• Question: what is the greatest thing you have ever seen?

    Asked by 424gdna25 to Clare, Arthur, Daniel, David, Tora on 7 Nov 2014.
    • Photo: Tora Smulders-Srinivasan

      Tora Smulders-Srinivasan answered on 7 Nov 2014:


      It’s hard to choose!

      The Grand Canyon, Niagara Falls (in the USA)

      My first glimpse of each of my sons when they were born.

      Looking at the moon or Saturn on a really big telescope

      Neurons (brain/nerve cells) under a fluorescent microscope (they glow red or green under certain lights)

      I’m sure I could go on for a while, but I’ll stop here. 🙂

    • Photo: Arthur Dyer

      Arthur Dyer answered on 7 Nov 2014:


      I got to travel to the Galápagos Islands a while ago (where Darwin did some of his work on evolution) and got to see the last ever Pinta Island Tortoise (called Lonesome George!) before he died which was a real treat.

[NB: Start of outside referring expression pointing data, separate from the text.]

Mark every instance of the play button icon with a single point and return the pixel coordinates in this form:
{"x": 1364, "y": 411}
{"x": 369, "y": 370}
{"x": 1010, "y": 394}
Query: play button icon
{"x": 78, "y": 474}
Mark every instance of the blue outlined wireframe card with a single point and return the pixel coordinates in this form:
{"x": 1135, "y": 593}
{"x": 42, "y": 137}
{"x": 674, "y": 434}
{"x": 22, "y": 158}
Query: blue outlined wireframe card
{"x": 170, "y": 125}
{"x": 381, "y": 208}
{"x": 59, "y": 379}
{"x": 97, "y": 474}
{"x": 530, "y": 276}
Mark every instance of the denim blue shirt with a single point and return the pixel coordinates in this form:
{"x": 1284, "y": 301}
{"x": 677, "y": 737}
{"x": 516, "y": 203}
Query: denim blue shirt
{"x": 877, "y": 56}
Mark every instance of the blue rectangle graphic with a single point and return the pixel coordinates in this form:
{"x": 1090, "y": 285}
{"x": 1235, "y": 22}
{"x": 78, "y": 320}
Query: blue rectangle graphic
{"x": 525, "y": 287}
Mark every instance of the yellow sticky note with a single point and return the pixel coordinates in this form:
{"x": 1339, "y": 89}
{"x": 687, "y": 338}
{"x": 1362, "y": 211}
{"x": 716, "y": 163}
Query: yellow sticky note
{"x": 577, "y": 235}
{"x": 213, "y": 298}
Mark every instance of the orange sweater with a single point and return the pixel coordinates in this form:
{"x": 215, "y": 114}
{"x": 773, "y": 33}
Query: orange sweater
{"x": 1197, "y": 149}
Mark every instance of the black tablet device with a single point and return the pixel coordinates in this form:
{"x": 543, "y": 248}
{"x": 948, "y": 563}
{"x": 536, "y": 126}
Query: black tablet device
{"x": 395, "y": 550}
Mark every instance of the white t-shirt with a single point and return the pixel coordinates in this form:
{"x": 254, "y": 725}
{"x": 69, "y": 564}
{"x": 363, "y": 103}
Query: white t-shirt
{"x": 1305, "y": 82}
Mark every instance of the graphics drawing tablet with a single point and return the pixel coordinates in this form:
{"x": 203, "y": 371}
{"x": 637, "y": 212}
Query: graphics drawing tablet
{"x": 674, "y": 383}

      In the lab, the coolest thing is getting to meet the first few people who have had some viruses given to them to beat cancer and see them still alive 3 years later despite being told they only had months to live… That makes it worth all the hard work!

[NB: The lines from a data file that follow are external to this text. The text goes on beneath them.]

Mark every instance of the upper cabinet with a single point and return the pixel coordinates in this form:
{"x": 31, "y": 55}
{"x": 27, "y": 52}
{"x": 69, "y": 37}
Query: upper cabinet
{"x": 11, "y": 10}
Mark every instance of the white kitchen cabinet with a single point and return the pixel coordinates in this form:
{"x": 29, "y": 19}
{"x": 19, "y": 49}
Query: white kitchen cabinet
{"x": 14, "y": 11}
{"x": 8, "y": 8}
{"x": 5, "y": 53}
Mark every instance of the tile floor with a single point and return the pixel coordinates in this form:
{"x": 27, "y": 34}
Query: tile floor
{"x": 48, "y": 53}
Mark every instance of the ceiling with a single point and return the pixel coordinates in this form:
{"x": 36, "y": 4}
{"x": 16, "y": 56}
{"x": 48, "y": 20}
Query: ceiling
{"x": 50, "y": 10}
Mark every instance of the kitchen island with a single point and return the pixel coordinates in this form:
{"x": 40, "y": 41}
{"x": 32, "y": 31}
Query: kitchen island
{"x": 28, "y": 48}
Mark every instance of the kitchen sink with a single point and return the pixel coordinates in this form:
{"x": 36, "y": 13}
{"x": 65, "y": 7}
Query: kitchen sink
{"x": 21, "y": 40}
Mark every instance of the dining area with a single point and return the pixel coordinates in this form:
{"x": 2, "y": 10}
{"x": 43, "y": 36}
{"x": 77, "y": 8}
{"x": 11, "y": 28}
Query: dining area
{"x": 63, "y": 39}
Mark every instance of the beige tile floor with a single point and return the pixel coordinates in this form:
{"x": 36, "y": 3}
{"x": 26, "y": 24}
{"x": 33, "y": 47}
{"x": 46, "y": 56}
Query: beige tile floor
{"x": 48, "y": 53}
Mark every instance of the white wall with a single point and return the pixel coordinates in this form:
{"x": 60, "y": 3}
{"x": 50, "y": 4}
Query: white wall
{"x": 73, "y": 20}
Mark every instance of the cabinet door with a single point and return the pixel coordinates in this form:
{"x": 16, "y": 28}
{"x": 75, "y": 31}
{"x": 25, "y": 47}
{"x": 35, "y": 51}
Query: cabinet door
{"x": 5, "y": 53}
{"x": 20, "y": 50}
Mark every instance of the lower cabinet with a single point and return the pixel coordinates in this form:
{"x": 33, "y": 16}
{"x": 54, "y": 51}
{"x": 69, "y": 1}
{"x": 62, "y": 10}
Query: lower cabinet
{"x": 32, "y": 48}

    • Photo: Daniel Parsons

      Daniel Parsons answered on 7 Nov 2014:


      Wow! so much to choose from!
      I have to say its the arrival of Lucie and Oliver – my daughter and son – magical moments.

      On other things – well 2 years ago my wife bought me a decent telescope for Christmas and I took it in to the back garden on a clear January night and saw Galileo’s moons around Jupiter. He was the fisrt person to see these in the telesciope he made and from that he worked out how the Earth moves around the Sun rather than the Sun moving around the Earth….as here I was 4 to 5 hundred years later seeing the same things he saw! Pretty cool!

      In terms of my own science it was seeing and working on the Mekong river in full monsoon flood last year. It was incredible – the river discharge was 60,000 cubic meters of water every second – that is enough water to fill an olympic size swiming pool in about 2 seconds….every second, all day and night as long as the flood went on….incredible volumes of water.